É a importância geoestratégica que tem sido a principal razão para as partes

envolvidas disputarem e reivindicarem as Ilhas Spratly e Paracel. Como oceano que conecta

todos os territórios litorâneos do Sul e Sudeste Asiático, o MSC tem sido usado há séculos

pela sua localização estratégica. Anh (2015) ressalta que o Mar do Sul da China é a porta de

entrada e saída do mundo para os países do Sul Asiático, sendo também o elo para a

navegação e uma importante barreira natural de segurança para vários países litorâneos. Uma

vez que questões acerca da segurança marítima e liberdade de navegação em tempos de

pirataria têm sido cada vez mais frequentes, e não são apenas de interesse de países costeiros,

mas de todos que utilizam o mar com alguma finalidade, o MSC pode ser classificado

geopolítica, econômica e estrategicamente como um dos mares mais importantes do mundo

(BATEMAN, 2009, HAYTON, 2014; JUN, 2015).

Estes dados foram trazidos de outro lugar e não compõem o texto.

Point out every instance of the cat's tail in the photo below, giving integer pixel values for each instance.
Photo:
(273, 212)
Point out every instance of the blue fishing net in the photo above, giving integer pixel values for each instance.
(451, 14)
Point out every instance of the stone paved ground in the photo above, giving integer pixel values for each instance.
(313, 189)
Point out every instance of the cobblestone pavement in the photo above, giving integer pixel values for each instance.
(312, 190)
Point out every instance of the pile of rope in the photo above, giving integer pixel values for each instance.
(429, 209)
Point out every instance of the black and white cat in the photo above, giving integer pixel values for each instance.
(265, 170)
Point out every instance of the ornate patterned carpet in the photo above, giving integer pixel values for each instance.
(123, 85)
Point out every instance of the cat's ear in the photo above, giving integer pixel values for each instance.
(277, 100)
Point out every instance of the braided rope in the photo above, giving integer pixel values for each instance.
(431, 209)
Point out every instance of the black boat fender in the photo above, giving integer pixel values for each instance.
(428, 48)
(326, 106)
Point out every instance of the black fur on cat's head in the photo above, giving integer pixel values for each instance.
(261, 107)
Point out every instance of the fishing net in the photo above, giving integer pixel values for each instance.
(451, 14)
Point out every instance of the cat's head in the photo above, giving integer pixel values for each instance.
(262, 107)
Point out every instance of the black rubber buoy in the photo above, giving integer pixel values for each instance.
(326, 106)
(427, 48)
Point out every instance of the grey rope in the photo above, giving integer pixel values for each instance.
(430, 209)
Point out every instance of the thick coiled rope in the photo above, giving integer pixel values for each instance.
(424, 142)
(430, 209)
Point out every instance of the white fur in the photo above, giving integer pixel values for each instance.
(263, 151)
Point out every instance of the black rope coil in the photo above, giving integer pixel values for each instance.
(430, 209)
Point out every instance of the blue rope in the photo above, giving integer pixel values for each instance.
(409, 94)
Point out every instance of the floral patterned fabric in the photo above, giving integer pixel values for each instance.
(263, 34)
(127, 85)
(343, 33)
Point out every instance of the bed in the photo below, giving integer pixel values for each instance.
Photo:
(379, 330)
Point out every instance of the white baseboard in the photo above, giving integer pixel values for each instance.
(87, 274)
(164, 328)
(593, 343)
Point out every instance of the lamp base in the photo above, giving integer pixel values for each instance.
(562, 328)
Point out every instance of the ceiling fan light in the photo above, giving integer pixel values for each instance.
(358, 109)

O Mar do Sul da China fornece um vasto oceano de acesso para os países da região.

Mesmo sendo o terceiro maior país do mundo em dimensão territorial, a China possui uma

desvantagem estratégica em espaço marítimo. É porta de saída do país para o mundo. Torna-

se compreensível o desejo expansionista chinês pelas ilhas, não apenas para expandir seu

espaço marítimo, mas servir como rota estratégica para suas constantes ações militares. Por

sua vez, a mesma importância tem para os demais Estados ao seu redor, sendo um bem

comum que naturalmente gera tensão e incerteza sobre possíveis movimentos militares que

possam colocar em cheque a estabilidade regional, uma vez que todos desejam desfrutar da

riqueza e prosperidade que a região pode trazer (SWAINE, 1998; CÁCERES, 2014).

Também é uma rota estratégica de abastecimento para a maioria das economias da

região, fornecendo, em suas rotas, segurança vital para muitos países. Sendo um dos maiores

importadores de petróleo e gás do mundo, a China precisa garantir a sua segurança energética

no transporte desses elementos. O Departamento de Energia dos Estados Unidos estimou que,

em 2011, 4,5 trilhões de barris de petróleo e 0,6 trilhões de pés cúbicos de gás natural

liquefeito foram transportados ao longo de todo o Mar do Sul da China por dia. Este número

tende a crescer na medida em que o país tem se consolidado como uma das maiores potências

econômicas do mundo (ANH, 2015; THUY; TRANG, 2015).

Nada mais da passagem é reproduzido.